Mistakes in historical details, however, are not what infuriated Darwin’s defenders. The problem is Mr. Wilson’s irreverent attitude toward Darwin’s theory of evolution. Mr. Wilson points out that there is a difference between minor changes within existing species (“microevolution”) and the origin of new species, organs, and body plans (“macroevolution”). (One hostile reviewer claimed that this distinction is merely “a strategy of the modern creationists,” but it actually originated with evolutionary biologist Yuri Filipchenko soon after 1900.)

Although Darwin may now be revered as the Father of Evolution, people had known about microevolution for centuries. Darwin’s contribution was to propose a hypothesis about the process of macroevolution.

According to Darwin, new species originate gradually by the natural selection of small variations, as organisms better adapted to the environment survive in the struggle for existence. Although Darwin did not know the origin of variations, and although he had no evidence for natural selection, he was convinced that the process was unguided. “There seems to be no more design in the variability of organic beings, and in the action of natural selection,” he once wrote, “than in the course which the wind blows.”

Darwin called “The Origin of Species” “one long argument,” and it was a theology-laden argument against creation by design. Many people have the mistaken impression that Darwin’s theory was accepted because he provided so much scientific evidence for it (he didn’t). Instead, his theory was accepted because it fit the increasingly secular spirit of the times.

As Mr. Wilson puts it, “The whole of nature, arising from the primeval slime and evolving through its various animal forms from amoebas to the higher primates, was on a journey of improvement, moving onwards and upwards, from barnacles to shrimps, from fish to fowl, from orang-outangs to silk-hatted Members of Parliament and leaders of British industry. It was all happening without the interference or tiresome conscience-pricking of the Almighty. He, in fact, had been conveniently removed from the picture.”

More than a century later, Richard Dawkins famously wrote that “Darwin made it possible to be an intellectually fulfilled atheist.”

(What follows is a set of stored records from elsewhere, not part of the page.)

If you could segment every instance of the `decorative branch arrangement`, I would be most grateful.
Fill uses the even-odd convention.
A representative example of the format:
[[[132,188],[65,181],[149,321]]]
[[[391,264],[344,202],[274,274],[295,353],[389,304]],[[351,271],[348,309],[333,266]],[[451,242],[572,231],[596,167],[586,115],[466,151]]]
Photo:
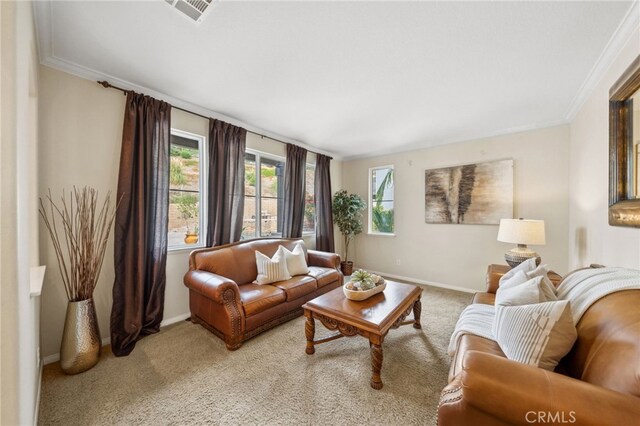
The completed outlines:
[[[60,205],[54,203],[51,190],[44,202],[40,198],[38,210],[49,230],[69,302],[93,297],[118,204],[111,207],[109,191],[98,209],[98,191],[86,186],[81,190],[74,186],[68,198],[63,191]]]

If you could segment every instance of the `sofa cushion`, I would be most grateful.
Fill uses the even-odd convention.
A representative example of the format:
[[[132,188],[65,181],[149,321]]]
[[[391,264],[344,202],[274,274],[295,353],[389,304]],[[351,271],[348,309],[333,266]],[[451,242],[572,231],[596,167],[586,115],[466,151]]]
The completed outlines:
[[[547,272],[547,265],[536,266],[536,259],[532,257],[525,260],[515,268],[507,271],[507,273],[500,278],[500,287],[517,285],[533,277],[547,276]],[[522,278],[517,277],[517,275],[521,275]],[[509,281],[512,280],[513,282],[510,283]]]
[[[321,266],[309,266],[309,275],[318,281],[318,288],[327,284],[342,280],[342,274],[334,268],[323,268]]]
[[[509,359],[551,371],[577,337],[568,300],[497,306],[493,334]]]
[[[298,275],[286,281],[272,284],[287,294],[287,301],[298,299],[318,289],[315,278],[309,275]]]
[[[287,269],[291,276],[306,275],[309,273],[309,267],[307,266],[307,259],[305,258],[304,247],[302,243],[296,244],[293,251],[288,250],[285,246],[278,248],[280,256],[283,256],[287,261]]]
[[[291,274],[287,269],[285,254],[279,249],[272,258],[256,250],[256,266],[258,268],[258,276],[254,281],[255,284],[271,284],[291,278]]]
[[[498,288],[495,304],[496,306],[515,306],[554,300],[558,300],[555,287],[544,275],[531,278],[522,284]]]
[[[287,300],[284,290],[269,284],[244,284],[238,289],[244,314],[248,317]]]

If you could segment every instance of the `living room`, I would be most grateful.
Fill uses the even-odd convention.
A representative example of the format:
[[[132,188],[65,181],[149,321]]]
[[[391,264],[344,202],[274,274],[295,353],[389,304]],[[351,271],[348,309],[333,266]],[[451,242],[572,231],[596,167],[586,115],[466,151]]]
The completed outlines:
[[[498,241],[499,220],[425,221],[425,173],[432,170],[511,161],[512,214],[500,218],[544,221],[545,243],[531,247],[560,277],[592,264],[640,268],[640,224],[611,222],[611,185],[618,175],[610,170],[612,88],[640,55],[637,1],[214,0],[206,1],[200,22],[183,16],[177,3],[0,3],[1,424],[464,424],[446,417],[447,407],[439,413],[439,405],[452,403],[446,395],[455,394],[447,393],[456,368],[448,345],[473,294],[487,291],[487,268],[507,267],[505,251],[516,242]],[[47,206],[49,190],[58,202],[63,191],[69,196],[74,187],[88,186],[100,202],[110,191],[112,208],[119,202],[122,214],[118,188],[129,91],[171,106],[169,241],[162,302],[155,309],[159,331],[135,337],[128,356],[115,356],[109,346],[115,344],[116,259],[137,261],[131,252],[118,255],[121,231],[114,229],[122,227],[116,219],[92,294],[99,360],[67,375],[61,348],[69,297],[39,214],[40,199]],[[301,316],[298,305],[286,322],[265,320],[241,340],[216,328],[216,319],[207,323],[208,314],[187,321],[198,315],[190,299],[196,290],[185,278],[194,269],[191,253],[217,245],[207,244],[214,223],[206,203],[213,199],[207,192],[213,186],[207,175],[212,120],[242,129],[245,138],[242,229],[233,241],[284,235],[283,169],[289,147],[302,148],[303,193],[312,196],[291,214],[302,218],[295,238],[304,242],[309,269],[333,268],[337,257],[317,254],[330,251],[352,261],[354,271],[382,276],[388,286],[397,282],[421,291],[421,312],[412,308],[415,299],[402,305],[409,314],[402,320],[415,318],[414,327],[392,329],[378,345],[384,360],[377,377],[375,366],[370,377],[375,337],[370,353],[363,334],[338,340],[324,321],[316,321],[315,342],[335,339],[320,346],[306,334],[309,317]],[[319,158],[330,160],[329,196],[345,190],[366,206],[362,232],[349,240],[348,259],[340,228],[320,225],[331,206],[324,203],[321,210]],[[381,167],[393,174],[384,201],[393,228],[372,232],[372,173]],[[194,211],[177,201],[187,202],[184,194],[192,193],[205,200]],[[614,201],[633,201],[622,193]],[[320,228],[332,235],[325,250],[317,244]],[[183,241],[185,231],[195,231],[197,241]],[[295,253],[297,244],[282,244]],[[197,255],[193,259],[198,262]],[[38,279],[34,271],[44,275]],[[337,276],[327,285],[341,287],[353,275]],[[390,290],[353,303],[383,295],[391,300]],[[313,318],[313,299],[305,297],[305,315]],[[242,324],[249,324],[247,306],[237,308]],[[637,337],[638,326],[631,327]],[[305,353],[309,344],[312,350]],[[637,365],[622,364],[619,371],[638,377]],[[629,396],[572,374],[595,399],[624,395],[617,407],[640,396],[637,383]],[[539,390],[531,380],[531,389]],[[597,389],[589,393],[587,385]],[[576,414],[582,407],[577,403],[539,408],[534,396],[525,397],[531,398],[528,411],[550,417],[561,412],[569,423],[615,424],[612,412],[594,420]],[[480,411],[486,416],[490,409]],[[618,419],[634,415],[617,412]],[[562,423],[555,417],[489,417],[478,419]]]

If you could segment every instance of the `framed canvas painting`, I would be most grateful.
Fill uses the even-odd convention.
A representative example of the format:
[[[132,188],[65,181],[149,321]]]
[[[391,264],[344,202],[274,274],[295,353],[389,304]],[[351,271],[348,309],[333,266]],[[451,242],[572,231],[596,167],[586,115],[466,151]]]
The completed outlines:
[[[498,225],[513,217],[513,160],[425,171],[426,223]]]

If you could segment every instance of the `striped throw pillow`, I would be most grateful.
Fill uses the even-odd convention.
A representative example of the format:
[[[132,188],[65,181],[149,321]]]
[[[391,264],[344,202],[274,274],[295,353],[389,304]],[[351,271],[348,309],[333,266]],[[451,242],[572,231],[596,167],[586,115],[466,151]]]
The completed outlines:
[[[256,266],[258,276],[255,284],[271,284],[291,278],[287,269],[287,259],[278,250],[271,259],[256,250]]]
[[[578,336],[568,300],[496,306],[493,334],[507,358],[551,371]]]

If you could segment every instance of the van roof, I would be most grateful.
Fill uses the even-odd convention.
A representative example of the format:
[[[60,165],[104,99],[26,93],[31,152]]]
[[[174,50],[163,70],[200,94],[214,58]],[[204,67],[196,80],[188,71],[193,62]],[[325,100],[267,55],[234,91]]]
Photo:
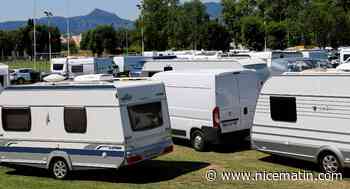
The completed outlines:
[[[208,76],[218,76],[232,73],[241,73],[245,71],[251,71],[248,69],[200,69],[200,70],[175,70],[167,72],[159,72],[156,75],[208,75]]]

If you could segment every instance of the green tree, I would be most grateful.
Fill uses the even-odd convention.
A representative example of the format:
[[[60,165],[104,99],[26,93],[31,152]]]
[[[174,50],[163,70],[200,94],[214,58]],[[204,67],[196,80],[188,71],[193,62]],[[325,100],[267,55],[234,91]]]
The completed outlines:
[[[265,43],[263,20],[256,16],[247,16],[243,17],[241,22],[243,44],[251,50],[263,50]]]
[[[266,31],[268,47],[281,50],[287,48],[287,24],[285,22],[270,22]]]

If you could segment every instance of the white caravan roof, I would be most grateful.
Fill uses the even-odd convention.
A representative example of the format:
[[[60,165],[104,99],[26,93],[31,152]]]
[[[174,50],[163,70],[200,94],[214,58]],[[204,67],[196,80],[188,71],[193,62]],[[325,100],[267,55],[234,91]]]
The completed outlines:
[[[261,92],[282,96],[350,97],[347,83],[350,83],[349,73],[287,73],[268,79]]]
[[[186,69],[242,69],[237,60],[156,60],[146,62],[143,71],[161,72],[164,67],[171,66],[174,70]]]
[[[9,73],[9,66],[6,64],[0,63],[0,75],[8,75]]]
[[[10,86],[0,94],[4,106],[118,106],[125,95],[132,101],[164,93],[160,81],[61,82]],[[138,87],[153,89],[154,94],[137,92]],[[87,92],[89,91],[89,92]],[[165,94],[165,93],[164,93]],[[153,95],[153,96],[150,96]],[[118,98],[117,98],[118,97]],[[119,99],[119,100],[118,100]]]

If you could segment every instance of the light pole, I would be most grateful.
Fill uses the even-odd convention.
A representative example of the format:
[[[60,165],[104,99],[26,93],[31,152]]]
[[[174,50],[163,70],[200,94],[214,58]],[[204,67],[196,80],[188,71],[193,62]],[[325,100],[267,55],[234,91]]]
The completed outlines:
[[[145,42],[144,42],[144,31],[143,31],[143,9],[144,9],[144,2],[143,0],[139,1],[139,4],[136,5],[137,8],[141,11],[141,55],[144,55],[145,51]]]
[[[36,0],[34,0],[33,2],[33,41],[34,41],[34,44],[33,44],[33,50],[34,50],[34,53],[33,53],[33,56],[34,56],[34,69],[36,69]]]
[[[47,30],[49,32],[49,59],[51,62],[52,59],[52,50],[51,50],[51,31],[50,31],[50,19],[53,16],[52,12],[44,11],[44,14],[47,16]]]

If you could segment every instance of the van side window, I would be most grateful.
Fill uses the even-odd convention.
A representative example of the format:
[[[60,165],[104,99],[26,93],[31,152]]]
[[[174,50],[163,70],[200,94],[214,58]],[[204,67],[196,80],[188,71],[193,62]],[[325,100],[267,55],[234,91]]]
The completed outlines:
[[[30,108],[2,108],[2,127],[5,131],[29,132]]]
[[[297,106],[294,97],[270,97],[271,118],[274,121],[296,122]]]
[[[64,129],[68,133],[86,133],[86,109],[64,108]]]
[[[133,131],[154,129],[163,125],[161,102],[128,106]]]

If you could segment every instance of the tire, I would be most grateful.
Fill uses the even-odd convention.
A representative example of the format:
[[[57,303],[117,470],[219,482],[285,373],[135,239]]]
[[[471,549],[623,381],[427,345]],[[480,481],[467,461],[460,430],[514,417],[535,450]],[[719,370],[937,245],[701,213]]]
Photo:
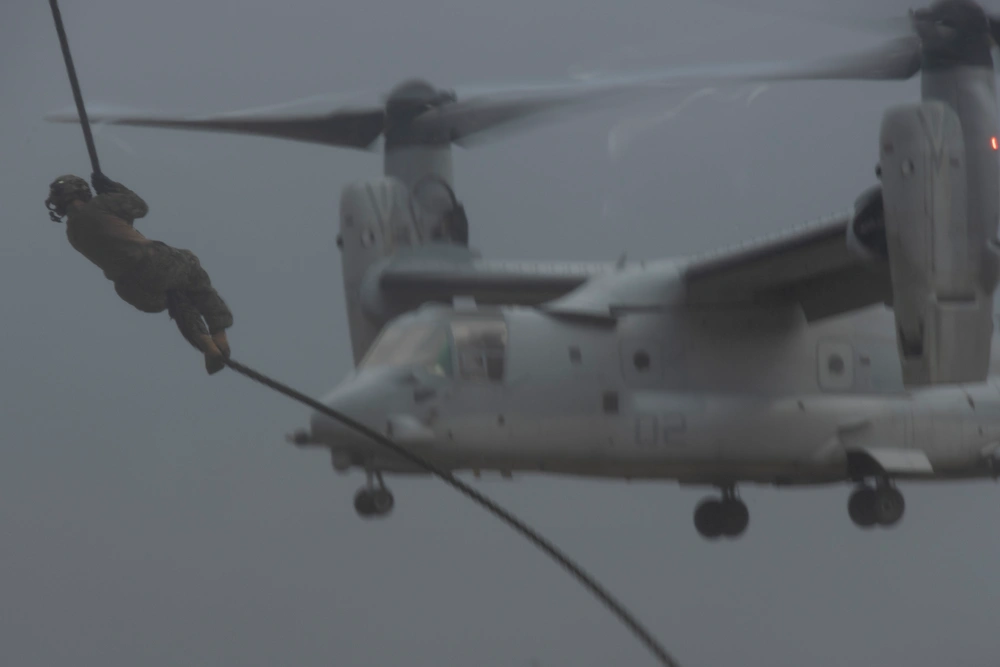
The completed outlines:
[[[712,540],[722,535],[724,519],[722,502],[715,498],[701,501],[694,511],[694,527],[706,539]]]

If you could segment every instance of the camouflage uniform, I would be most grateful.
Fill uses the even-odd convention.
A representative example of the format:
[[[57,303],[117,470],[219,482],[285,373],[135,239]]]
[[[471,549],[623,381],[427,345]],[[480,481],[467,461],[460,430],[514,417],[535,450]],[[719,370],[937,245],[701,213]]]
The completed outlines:
[[[205,353],[208,372],[221,370],[233,315],[198,257],[135,229],[134,221],[149,212],[139,195],[102,174],[94,175],[94,190],[92,197],[77,176],[60,177],[50,187],[46,205],[53,220],[66,216],[70,245],[104,271],[126,303],[145,313],[168,311],[184,338]]]

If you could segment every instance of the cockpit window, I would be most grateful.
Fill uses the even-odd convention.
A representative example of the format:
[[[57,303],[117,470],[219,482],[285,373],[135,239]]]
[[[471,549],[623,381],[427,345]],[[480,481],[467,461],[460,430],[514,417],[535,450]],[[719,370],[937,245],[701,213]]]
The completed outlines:
[[[450,321],[390,324],[359,367],[420,367],[451,377],[454,358],[463,380],[501,382],[506,356],[507,324],[503,317],[461,315]]]
[[[361,368],[418,366],[435,375],[450,376],[451,345],[448,328],[440,322],[390,326],[378,337]]]
[[[507,324],[503,318],[460,318],[451,323],[463,379],[503,380],[507,356]]]

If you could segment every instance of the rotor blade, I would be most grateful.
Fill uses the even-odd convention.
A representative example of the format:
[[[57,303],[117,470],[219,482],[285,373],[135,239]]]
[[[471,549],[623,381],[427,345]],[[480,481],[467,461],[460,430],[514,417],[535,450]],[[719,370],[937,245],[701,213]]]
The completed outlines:
[[[920,40],[907,35],[861,53],[806,63],[776,62],[667,68],[595,78],[588,85],[676,85],[807,79],[903,80],[920,71]]]
[[[500,83],[491,85],[460,86],[455,89],[461,102],[472,100],[500,100],[506,104],[511,99],[518,103],[532,104],[541,102],[545,106],[586,103],[600,100],[626,92],[633,84],[650,84],[654,86],[686,85],[689,80],[708,74],[717,76],[723,72],[744,72],[743,65],[671,67],[657,69],[652,72],[639,72],[635,75],[622,73],[601,77],[591,74],[578,75],[569,79],[556,81],[529,81],[520,83]],[[633,87],[634,91],[635,88]],[[477,102],[478,103],[478,102]]]
[[[807,65],[758,63],[700,65],[657,69],[633,74],[594,77],[585,81],[538,82],[479,87],[486,95],[447,104],[414,119],[417,127],[446,130],[457,143],[471,144],[474,135],[512,126],[515,122],[541,120],[544,113],[561,107],[593,105],[624,99],[636,93],[660,92],[671,87],[711,83],[740,83],[795,79],[908,79],[920,69],[920,43],[914,35],[892,40],[872,51]],[[506,93],[508,97],[497,95]],[[521,95],[509,97],[511,93]],[[79,122],[75,115],[49,116],[49,120]],[[215,130],[255,134],[349,148],[370,148],[385,129],[381,107],[342,109],[327,114],[263,116],[252,113],[219,114],[201,118],[156,116],[94,116],[93,123],[188,130]],[[480,138],[481,139],[481,138]]]
[[[821,60],[790,72],[766,77],[780,79],[905,80],[920,71],[920,38],[907,35],[849,56]]]
[[[757,63],[722,63],[666,67],[638,72],[597,75],[583,81],[539,83],[511,86],[511,90],[538,93],[545,99],[549,92],[557,100],[572,102],[601,99],[632,90],[664,87],[700,87],[712,84],[735,84],[794,79],[908,79],[920,70],[920,40],[916,35],[899,37],[858,54],[812,62],[774,61]],[[501,90],[496,87],[494,90]],[[550,106],[543,103],[543,106]]]
[[[201,118],[157,116],[93,116],[93,123],[132,125],[182,130],[255,134],[293,141],[369,148],[385,127],[384,110],[378,107],[341,110],[302,116],[255,116],[248,113],[218,114]],[[69,115],[48,116],[54,122],[79,122]]]
[[[840,26],[851,30],[873,32],[885,37],[902,35],[911,31],[908,11],[918,3],[909,0],[894,2],[854,2],[827,1],[822,6],[803,5],[802,2],[786,0],[705,0],[709,5],[717,5],[728,11],[741,12],[752,16],[766,15],[778,19],[791,19],[827,26]]]
[[[581,87],[571,84],[570,89]],[[473,146],[484,143],[503,133],[523,128],[552,119],[553,113],[568,110],[583,112],[597,108],[599,103],[622,101],[626,97],[635,97],[650,90],[658,92],[659,88],[645,89],[628,86],[607,86],[591,89],[584,87],[575,93],[518,96],[501,98],[499,96],[480,96],[467,100],[459,100],[445,107],[434,109],[416,119],[415,126],[428,131],[446,131],[452,141],[460,146]],[[563,117],[560,114],[559,117]],[[504,130],[503,133],[500,130]]]
[[[799,64],[795,62],[696,65],[657,69],[633,74],[593,77],[585,81],[525,84],[508,90],[534,95],[481,96],[421,116],[416,124],[428,130],[446,130],[462,145],[483,141],[476,136],[543,116],[567,107],[596,107],[597,103],[624,101],[630,95],[669,89],[692,89],[712,83],[749,83],[796,79],[908,79],[920,69],[920,42],[907,35],[860,54]],[[493,90],[499,90],[494,88]]]

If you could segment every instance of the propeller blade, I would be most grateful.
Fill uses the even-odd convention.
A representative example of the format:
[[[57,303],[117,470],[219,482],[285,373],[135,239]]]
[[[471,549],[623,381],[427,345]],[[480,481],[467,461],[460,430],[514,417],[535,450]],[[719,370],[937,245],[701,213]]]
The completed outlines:
[[[577,90],[583,88],[583,90]],[[536,90],[545,90],[538,86]],[[480,96],[433,109],[414,121],[414,126],[429,132],[447,132],[451,140],[464,147],[480,145],[493,138],[531,124],[553,120],[553,113],[572,107],[574,112],[596,109],[598,104],[623,101],[626,97],[658,92],[660,89],[621,85],[591,87],[583,84],[552,86],[548,90],[574,92],[522,95],[511,98]],[[562,116],[560,116],[562,117]]]
[[[80,122],[75,114],[59,114],[47,118],[54,122]],[[99,115],[91,116],[90,120],[93,123],[111,125],[255,134],[344,148],[366,149],[371,147],[382,134],[385,127],[385,112],[381,108],[374,107],[302,116],[254,116],[239,113],[202,118]]]
[[[817,61],[766,78],[902,81],[919,72],[920,63],[920,38],[916,35],[907,35],[890,40],[869,51]]]
[[[497,130],[512,130],[531,122],[540,122],[554,111],[573,107],[597,108],[599,104],[622,102],[638,94],[704,87],[711,84],[737,84],[802,79],[908,79],[920,70],[919,39],[907,35],[891,40],[871,51],[846,57],[800,64],[795,62],[696,65],[656,69],[631,74],[592,77],[585,81],[522,84],[493,87],[488,90],[517,91],[523,94],[505,98],[484,95],[433,109],[414,121],[415,127],[428,132],[448,133],[463,146],[477,145]],[[480,88],[479,90],[483,90]],[[486,136],[484,136],[486,135]]]
[[[854,0],[853,2],[824,2],[822,6],[803,6],[798,0],[705,0],[709,5],[717,5],[729,11],[742,12],[752,16],[770,16],[778,19],[790,19],[842,27],[850,30],[872,32],[884,37],[902,35],[911,31],[908,12],[911,6],[918,4],[911,0],[894,0],[891,2],[872,2],[872,0]]]
[[[920,71],[920,63],[920,38],[907,35],[869,51],[819,61],[775,78],[903,81]]]
[[[416,130],[444,134],[455,143],[468,146],[484,141],[487,137],[483,135],[487,133],[495,133],[501,128],[514,129],[515,124],[523,125],[527,121],[541,121],[545,115],[558,109],[596,108],[598,103],[624,101],[639,94],[656,94],[674,88],[720,82],[810,78],[905,79],[919,68],[919,41],[915,36],[907,36],[869,53],[806,66],[794,63],[695,65],[593,77],[584,81],[480,86],[472,90],[489,94],[458,98],[455,102],[432,107],[409,122]],[[79,122],[76,114],[48,116],[48,119]],[[367,149],[385,131],[387,118],[382,107],[363,107],[301,115],[264,115],[259,110],[252,110],[195,118],[98,114],[91,116],[91,121],[95,124],[214,130]]]
[[[469,146],[475,143],[474,135],[502,126],[513,129],[516,123],[526,123],[532,119],[541,120],[545,112],[558,108],[594,104],[649,90],[659,91],[662,88],[662,85],[636,88],[623,86],[618,82],[592,84],[575,81],[482,86],[478,88],[479,91],[489,91],[492,94],[460,99],[431,108],[410,122],[418,131],[424,130],[433,134],[444,132],[456,143]],[[319,100],[322,96],[310,99]],[[190,118],[139,113],[93,113],[90,114],[90,121],[94,125],[129,125],[253,134],[358,149],[370,148],[385,130],[386,112],[382,107],[341,109],[333,113],[302,115],[262,113],[295,104],[298,102]],[[50,114],[46,119],[52,122],[79,122],[75,111]],[[479,140],[482,141],[483,138],[479,137]]]
[[[915,35],[907,35],[862,53],[807,63],[748,63],[649,70],[610,75],[589,83],[645,87],[696,82],[710,85],[807,79],[904,80],[919,72],[920,64],[920,40]]]

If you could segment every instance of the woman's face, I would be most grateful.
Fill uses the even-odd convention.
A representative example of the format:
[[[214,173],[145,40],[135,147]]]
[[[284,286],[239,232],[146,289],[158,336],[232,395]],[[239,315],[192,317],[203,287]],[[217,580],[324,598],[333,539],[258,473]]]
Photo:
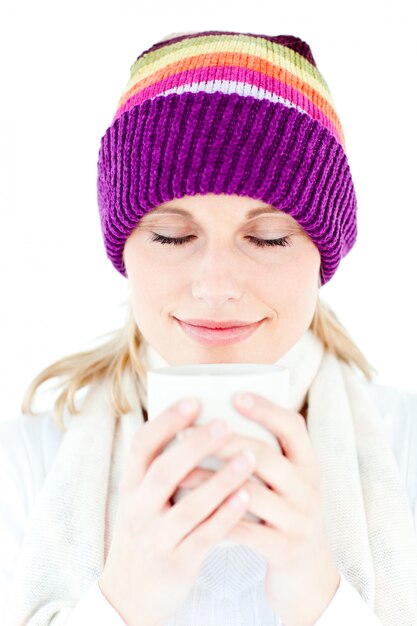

Mr. Wilson points out that “no other major scientific discovery or breakthrough has ‘made it possible to be an intellectually fulfilled atheist’ — only Darwin‘s. This will prompt some people to wonder whether Darwin’s distinctive twin doctrines — that evolution occurs gradually by means of natural selection, and that this process necessitates an everlasting struggle for existence — are not in fact scientific statements at all, but expressions of opinion. Metaphysical opinion at that.”

So Darwinian evolution is not so much a scientific theory as it is a secular creation myth. According to Mr. Wilson, “Darwinism, as is shown by the current state of debate, is resistant to argument because it is resistant to fact. The worship of Darwin as a man, the attribution to him of insights and discoveries which were either part of the common scientific store of knowledge or were the discoveries of others, this is all necessary to bolster the religion of Darwinism.”

Mr. Wilson’s book is not flawless, but on this point he’s right.


Jonathan Wells is a senior fellow at the Discovery Institute in Seattle and the author, most recently, of “Zombie Science” (Discovery Institute, 2017).

Published at Washington Times (January 31, 2018).